Hablaba de ese modo porque el deseo de la mujer perduraba en él. Al séptimo mes acudieron de Alejandría de Bubastis y de Sais mujeres que, largo tiempo estériles, confiaban en obtener hijos por la intercesión del santo y la virtud de la columna. Frotaban contra la piedra sus vientres infecundos. Luego llegaron innumerables carros, literas, parihuelas, que se detenían, se amontonaban, se empujaban, bajo el nombre de Dios. Aparecían lisiados cuya presencia horrorizaba. Las madres presentaban a Pafnucio sus hijos, ya mayores, con las piernas torcidas, los ojos en blanco, la boca espumante, cascada la voz, y él extendía sobre cada uno las manos. Los ciegos se aproximaban con los brazos tendidos y levantaban la cabeza con dos cavidades sanguinolentas. Los paralíticos le mostraban su inmovilidad abrumadora, su flacura mortal y el repugnante retorcimiento de sus extremidades: los cojos le presentaban su pata de palo, y los cancerosos, al arañárselo con ambas manos, descubrían el pecho carcomido por un buitre invisible. Mujeres hidrópicas, al ser dejadas en el suelo, parecían odres recién descargados. Y Pafnucio les daba a todos su bendición. Nubios inválidos por la lepra elefantina se adelantaban con torpe andar; le miraban con ojos llorosos, y él hacía sobre ellos la señal de la cruz. Le presentaron sobre una camilla a una muchacha de Afroditópolis, la cual, después de haber escupido sangre, llevaba tres días de profundo sueño. Parecía una figura de cera, y sus padres, que la daban por muerta, le pusieron una palma encima del pecho. Pafnucio le rezó una oración, y la muchacha movió la cabeza y abrió los ojos.

Como las gentes no dejaban de comentar y enaltecer los milagros del santo, los infelices que padecían la dolencia llamada por los griegos "mal divino" acudían desde los más lejanos parajes de Egipto en verdaderas legiones, y apenas veían de lejos la columna, sentíanse atacados de convulsiones, se revolcaban por el suelo, se desazonaban frenéticos o se constreñían apáticos. Y era lo increíble que todos los presentes, agitados a su vez por un violento delirio, repetían las contorsiones de los epilépticos.

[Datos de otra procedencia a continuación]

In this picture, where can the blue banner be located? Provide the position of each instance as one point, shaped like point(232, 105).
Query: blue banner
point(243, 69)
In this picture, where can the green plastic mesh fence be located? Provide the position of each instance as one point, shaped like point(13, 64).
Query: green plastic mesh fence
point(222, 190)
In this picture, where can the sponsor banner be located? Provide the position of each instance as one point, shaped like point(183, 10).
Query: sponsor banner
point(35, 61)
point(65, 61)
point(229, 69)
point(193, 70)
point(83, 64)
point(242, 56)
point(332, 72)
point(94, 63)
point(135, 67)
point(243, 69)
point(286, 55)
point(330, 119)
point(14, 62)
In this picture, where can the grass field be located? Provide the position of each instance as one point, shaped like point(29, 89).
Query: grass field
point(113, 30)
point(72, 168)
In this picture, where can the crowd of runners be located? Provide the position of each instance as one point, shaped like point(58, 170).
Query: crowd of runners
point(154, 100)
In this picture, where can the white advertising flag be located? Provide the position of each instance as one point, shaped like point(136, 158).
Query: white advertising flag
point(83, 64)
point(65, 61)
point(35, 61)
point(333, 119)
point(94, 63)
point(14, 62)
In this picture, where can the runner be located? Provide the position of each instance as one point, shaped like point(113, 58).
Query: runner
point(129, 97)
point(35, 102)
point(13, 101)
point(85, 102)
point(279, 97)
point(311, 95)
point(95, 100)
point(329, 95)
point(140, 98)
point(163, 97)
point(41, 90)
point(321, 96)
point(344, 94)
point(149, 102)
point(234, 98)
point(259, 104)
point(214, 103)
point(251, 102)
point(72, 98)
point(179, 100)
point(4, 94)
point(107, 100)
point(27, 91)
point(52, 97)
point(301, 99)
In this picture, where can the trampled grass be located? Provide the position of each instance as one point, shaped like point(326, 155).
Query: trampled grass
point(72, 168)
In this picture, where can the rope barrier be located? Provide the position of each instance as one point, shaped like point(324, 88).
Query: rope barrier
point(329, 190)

Monjes y peregrinos, hombres y mujeres, se revolcaban, se golpeaban contra el suelo y tragaban puñados de tierra, mientras Pafnucio, desde su columna, sentía estremecimientos angustiosos y clamaban en imploraciones a Dios.

—Soy el macho cabrío mensajero y tomo sobre mí las impurezas de todos, por lo cual, Señor, invaden mi cuerpo los espíritus infernales.

Cada vez que un enfermo se iba restableciendo, los presentes lo aclamaban y le seguían como a un triunfador, sin dejar de repetir:

—Acabamos de ver otra fuente de Siloc.

Centenares de muletas rodeaban ya la columna milagrosa; mujeres agradecidas al beneficio que hallaron, colgaban en ella coronas e imágenes votivas. Los griegos escribían dísticos ingeniosos, y como cada peregrino grababa su nombre, pronto estuvo la piedra cubierta, hasta la altura de un brazo tendido, por una infinidad de caracteres latinos, griegos, coptos, púnicos, hebreos, siríacos y mágicos.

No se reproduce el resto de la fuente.